Tuesday, 25 June 2013

Rockin' roller coasters!

I've mentioned in previous posts my interest in Google + as a tool for use in the classroom, and I still think there is a place for it. This last couple of weeks some of my students have made experimental forays into posting their work. Initially the posts have been made on the community I set up specifically for the classes, giving them a safe place to get used to posting. It did not take long for a few hardy souls to actually make some public posts regarding the roller coasters they are making. We are investigating forces, and rather than waffle on about actions/ reactions etc. I decided to let them investigate forces through making roller coasters from card to test with a marble. That way we can find out about inertia, momentum, actions and reactions, gravity and other force-related ideas. More fun that way too!

It has taken us 3.5 weeks to get to the stage of even getting track onto the coasters, however the other skills that have been developed have been very worthwhile, and perhaps were not something I considered prior to starting the unit. The NZ curriculum mentions key competencies about Thinking, Relating to Others, Using Language, Symbols and Text, Managing Self and Participation and Contribution. This is not to mention the thinking in science and Nature of Science objectives.
What I have notices is that the thinking has been developmental with the students. Initially it was just a case of build whatever appears to be useful, and this has shifted to thinking about what is actually needed to get this project working properly.
As for relating to others, they are evaluating their team-mates weekly, and themselves.

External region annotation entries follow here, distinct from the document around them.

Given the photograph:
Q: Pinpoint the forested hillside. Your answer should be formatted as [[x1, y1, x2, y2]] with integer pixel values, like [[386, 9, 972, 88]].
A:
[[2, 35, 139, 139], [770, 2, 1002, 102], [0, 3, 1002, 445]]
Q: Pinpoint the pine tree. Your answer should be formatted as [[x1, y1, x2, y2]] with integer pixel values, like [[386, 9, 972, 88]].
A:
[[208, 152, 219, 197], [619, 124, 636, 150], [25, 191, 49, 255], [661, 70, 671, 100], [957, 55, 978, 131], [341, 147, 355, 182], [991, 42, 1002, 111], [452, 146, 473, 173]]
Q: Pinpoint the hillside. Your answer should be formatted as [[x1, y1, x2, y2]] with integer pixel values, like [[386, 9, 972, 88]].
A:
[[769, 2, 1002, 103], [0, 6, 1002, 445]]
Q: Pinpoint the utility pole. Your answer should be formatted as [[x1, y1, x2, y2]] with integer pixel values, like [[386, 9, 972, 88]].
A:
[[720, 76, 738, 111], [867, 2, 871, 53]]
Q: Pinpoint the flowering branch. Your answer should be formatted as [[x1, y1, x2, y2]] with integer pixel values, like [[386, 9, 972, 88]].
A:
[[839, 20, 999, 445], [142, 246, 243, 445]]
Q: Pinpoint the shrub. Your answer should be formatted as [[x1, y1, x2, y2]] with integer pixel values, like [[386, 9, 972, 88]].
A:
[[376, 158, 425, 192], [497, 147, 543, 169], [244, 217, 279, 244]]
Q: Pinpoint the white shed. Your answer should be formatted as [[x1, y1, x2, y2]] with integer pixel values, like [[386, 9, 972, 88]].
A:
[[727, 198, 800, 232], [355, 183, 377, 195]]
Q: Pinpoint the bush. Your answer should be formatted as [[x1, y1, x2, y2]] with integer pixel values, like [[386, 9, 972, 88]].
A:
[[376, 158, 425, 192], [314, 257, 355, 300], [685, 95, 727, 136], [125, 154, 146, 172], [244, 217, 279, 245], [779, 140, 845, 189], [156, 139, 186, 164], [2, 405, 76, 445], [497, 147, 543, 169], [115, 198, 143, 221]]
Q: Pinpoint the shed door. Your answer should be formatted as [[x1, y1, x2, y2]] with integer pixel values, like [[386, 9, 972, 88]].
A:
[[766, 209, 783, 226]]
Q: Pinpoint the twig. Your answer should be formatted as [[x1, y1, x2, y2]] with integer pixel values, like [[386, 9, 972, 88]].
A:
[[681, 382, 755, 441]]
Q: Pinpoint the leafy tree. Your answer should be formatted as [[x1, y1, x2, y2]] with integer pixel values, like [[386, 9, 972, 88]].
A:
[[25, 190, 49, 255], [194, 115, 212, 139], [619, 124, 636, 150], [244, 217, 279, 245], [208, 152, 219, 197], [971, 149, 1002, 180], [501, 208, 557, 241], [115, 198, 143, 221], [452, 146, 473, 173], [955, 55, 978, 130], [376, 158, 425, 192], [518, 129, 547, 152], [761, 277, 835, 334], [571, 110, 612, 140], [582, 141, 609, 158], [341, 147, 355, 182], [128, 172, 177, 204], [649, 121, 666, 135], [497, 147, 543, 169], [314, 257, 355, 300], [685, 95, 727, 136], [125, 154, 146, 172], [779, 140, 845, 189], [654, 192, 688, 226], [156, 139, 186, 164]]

The team work that has been coming out with sharing of tasks, collaboration on ideas and general effort to pull together have been outstanding. Some of the teams are becoming really cohesive units. Slacking members have even been expelled in one case as the team was being pulled down!
Posting openly on Google + has been an interesting challenge for thee students, as making these sort of comments public requires a bit of thought about what should be written, as this has engaged certain students. The students that did post publicly were succinct, and there was a hint of pride in what they had done in terms of construction. Awesome!
Self-management is an important part of the project because the students are being left to just get on with it. Of course, I am there to help, but each team has to get building and evaluating their own ideas to achieve the team goals. The extent to which the kids get straight on with things is demonstrated by my tutor class who I also teach for science. They regularly want to use tutor time for some little bit of building, and I am happy to let them get on with it. Double awesome!!

Clearly there is some participation and contribution there too.
Testing and evaluating their work has given them some of the scientific thinking and knowledge necessary too. The Nature of Science (NoS) aspects are seen as a critically important part of science education, allowing students to THINK about the world around them. I don't care if none of my students become scientists, in fact it is quite unlikely. But having a natural curiosity about the world, and what happens around them, that has to be worth more than the formal education that a rigid curriculum does not allow. We have some additional freedom in the current curriculum to allow us to find interesting things to do with the students, and mine seem to be enjoying steeping away from formal tests, and I certainly am. Marking this work is done in terms of stages of the build and evaluation. We will actually use some proper tests once the coasters are built, just to make sure we are covering the physics aspects!
I am posting pics (and so are the students!) onto Google +, so watch out for them and leave them a comment- they'd be really pleased with that!